Am I unreasonable to think that somewhere nestled down in the $2,000 I sent there can be found a dollar or two to cover the cost of placing the tickets in an envelope and then running it through a postage machine?
The $5 charge may be reasonable for mailing the tickets, but postage and handling charges, in general, are getting to be outrageous! If I were an automobile dealer, I would advertise my cars for $50 plus delivery and handling costs and would have many prospects, until they learned what the delivery and handling charges, including profit, amount to.
Homer Turner
Auburn
Alabama should become an Initiative and Referendum state
Much has been written about “crimes of moral turpitude.”
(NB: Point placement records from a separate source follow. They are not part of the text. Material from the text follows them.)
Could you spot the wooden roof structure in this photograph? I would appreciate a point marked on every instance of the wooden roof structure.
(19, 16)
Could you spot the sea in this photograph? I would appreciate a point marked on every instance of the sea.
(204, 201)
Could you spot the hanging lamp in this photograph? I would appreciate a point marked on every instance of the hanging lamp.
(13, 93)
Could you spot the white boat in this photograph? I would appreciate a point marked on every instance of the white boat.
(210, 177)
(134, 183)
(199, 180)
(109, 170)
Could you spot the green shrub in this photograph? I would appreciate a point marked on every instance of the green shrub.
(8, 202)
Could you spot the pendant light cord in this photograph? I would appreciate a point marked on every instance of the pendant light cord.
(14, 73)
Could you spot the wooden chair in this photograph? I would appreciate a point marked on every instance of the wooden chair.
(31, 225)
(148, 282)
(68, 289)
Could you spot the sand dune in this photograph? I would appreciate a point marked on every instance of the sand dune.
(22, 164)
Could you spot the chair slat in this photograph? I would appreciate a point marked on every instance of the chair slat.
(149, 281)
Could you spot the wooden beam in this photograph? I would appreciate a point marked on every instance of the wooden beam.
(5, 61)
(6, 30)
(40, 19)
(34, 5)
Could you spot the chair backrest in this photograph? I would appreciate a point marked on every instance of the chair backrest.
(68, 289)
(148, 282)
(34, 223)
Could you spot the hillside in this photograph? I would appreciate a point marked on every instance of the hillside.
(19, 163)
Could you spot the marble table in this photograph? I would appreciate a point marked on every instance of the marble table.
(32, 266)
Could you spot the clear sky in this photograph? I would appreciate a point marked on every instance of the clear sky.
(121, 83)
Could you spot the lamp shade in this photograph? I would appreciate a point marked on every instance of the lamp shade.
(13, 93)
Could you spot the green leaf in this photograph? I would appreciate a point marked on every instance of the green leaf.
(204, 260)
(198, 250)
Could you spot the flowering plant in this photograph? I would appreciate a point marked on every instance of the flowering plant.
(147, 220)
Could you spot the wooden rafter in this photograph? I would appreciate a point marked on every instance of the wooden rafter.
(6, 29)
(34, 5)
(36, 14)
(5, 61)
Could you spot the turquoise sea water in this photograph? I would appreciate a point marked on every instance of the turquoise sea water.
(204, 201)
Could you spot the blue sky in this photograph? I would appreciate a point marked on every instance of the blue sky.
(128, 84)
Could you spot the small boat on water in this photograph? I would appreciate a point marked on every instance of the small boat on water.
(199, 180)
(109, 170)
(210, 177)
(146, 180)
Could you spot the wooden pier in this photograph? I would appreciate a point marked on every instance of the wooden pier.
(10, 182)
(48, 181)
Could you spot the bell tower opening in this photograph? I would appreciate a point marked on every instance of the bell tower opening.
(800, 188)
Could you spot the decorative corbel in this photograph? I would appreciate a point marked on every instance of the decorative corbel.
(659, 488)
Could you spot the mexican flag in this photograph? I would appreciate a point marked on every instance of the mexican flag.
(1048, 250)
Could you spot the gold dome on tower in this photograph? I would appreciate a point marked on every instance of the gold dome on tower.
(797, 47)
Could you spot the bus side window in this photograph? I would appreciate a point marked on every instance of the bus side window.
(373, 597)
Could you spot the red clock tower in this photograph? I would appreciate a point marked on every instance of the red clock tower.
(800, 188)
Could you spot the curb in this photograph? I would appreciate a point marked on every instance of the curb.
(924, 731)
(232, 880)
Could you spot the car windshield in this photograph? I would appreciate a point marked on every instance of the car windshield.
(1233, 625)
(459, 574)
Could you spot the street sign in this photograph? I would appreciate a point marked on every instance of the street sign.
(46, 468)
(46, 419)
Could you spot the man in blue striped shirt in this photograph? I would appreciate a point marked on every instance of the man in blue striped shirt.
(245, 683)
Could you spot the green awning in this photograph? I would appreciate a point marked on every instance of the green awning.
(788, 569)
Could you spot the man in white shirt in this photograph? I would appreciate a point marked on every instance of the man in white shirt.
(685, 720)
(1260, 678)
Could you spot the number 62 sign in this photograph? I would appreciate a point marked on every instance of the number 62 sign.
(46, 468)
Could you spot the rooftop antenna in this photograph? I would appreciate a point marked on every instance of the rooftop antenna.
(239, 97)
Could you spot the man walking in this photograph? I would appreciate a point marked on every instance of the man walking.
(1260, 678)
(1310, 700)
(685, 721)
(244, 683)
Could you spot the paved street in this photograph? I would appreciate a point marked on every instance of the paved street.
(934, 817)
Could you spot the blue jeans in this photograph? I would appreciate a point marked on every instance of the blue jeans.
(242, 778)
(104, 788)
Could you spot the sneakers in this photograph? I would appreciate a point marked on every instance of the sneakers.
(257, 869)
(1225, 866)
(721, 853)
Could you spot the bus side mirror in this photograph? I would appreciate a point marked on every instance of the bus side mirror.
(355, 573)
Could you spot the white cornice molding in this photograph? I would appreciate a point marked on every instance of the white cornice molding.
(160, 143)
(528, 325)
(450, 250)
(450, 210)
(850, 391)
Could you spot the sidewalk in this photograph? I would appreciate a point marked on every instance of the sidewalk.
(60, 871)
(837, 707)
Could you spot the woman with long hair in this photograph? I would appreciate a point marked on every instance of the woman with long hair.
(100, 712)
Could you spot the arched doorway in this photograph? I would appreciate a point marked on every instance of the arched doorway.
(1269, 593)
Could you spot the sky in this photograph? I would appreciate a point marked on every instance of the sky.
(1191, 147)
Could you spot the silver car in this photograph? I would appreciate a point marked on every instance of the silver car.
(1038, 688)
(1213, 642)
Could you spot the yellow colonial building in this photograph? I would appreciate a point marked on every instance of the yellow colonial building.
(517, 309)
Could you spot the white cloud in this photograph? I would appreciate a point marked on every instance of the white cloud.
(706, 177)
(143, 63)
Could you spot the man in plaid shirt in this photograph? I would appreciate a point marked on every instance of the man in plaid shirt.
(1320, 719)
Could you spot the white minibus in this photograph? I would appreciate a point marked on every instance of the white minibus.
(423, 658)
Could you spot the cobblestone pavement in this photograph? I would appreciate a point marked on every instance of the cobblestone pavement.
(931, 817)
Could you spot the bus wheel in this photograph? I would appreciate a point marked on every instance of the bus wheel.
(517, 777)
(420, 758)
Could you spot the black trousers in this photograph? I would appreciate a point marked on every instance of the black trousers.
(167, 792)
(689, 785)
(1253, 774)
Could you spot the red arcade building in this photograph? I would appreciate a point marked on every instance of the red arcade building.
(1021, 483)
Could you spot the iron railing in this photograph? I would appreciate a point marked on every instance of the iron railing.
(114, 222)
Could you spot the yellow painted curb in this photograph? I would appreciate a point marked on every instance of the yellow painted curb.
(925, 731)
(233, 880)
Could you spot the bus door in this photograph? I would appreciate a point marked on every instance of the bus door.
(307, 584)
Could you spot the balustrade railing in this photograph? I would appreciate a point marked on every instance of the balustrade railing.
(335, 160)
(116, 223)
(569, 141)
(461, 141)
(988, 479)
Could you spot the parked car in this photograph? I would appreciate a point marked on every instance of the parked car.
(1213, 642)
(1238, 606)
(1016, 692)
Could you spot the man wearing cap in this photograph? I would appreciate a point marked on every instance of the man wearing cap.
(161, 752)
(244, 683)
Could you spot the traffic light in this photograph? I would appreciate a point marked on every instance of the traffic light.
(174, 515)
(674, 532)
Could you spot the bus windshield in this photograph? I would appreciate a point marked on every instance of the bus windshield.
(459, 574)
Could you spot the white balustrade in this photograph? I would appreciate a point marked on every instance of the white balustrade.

What that term means has been given several interpretations. The only interpretation that will be valid is one defined by the state Legislature according to one court already.
This question has been kicked around more than footballs on Saturdays, and the Legislature still hasn’t addressed the issue. Sadly, we also know that this is only one important issue that our do-not-much-of-anything-for-the-people Legislature has failed to address.
What can Alabamians do to have issues that we consider important addressed?
I believe the answer is that Alabama voters need a way to address those issues themselves that allows them to create legislation that will bypass both the Legislature and the governor and be placed on a ballot for Alabama voters to accept or reject at the polls. Such a way would be for Alabama to become the 25th Initiative and Referendum (I&R) state, but it will take thousands of Alabama voters working toward that goal to succeed.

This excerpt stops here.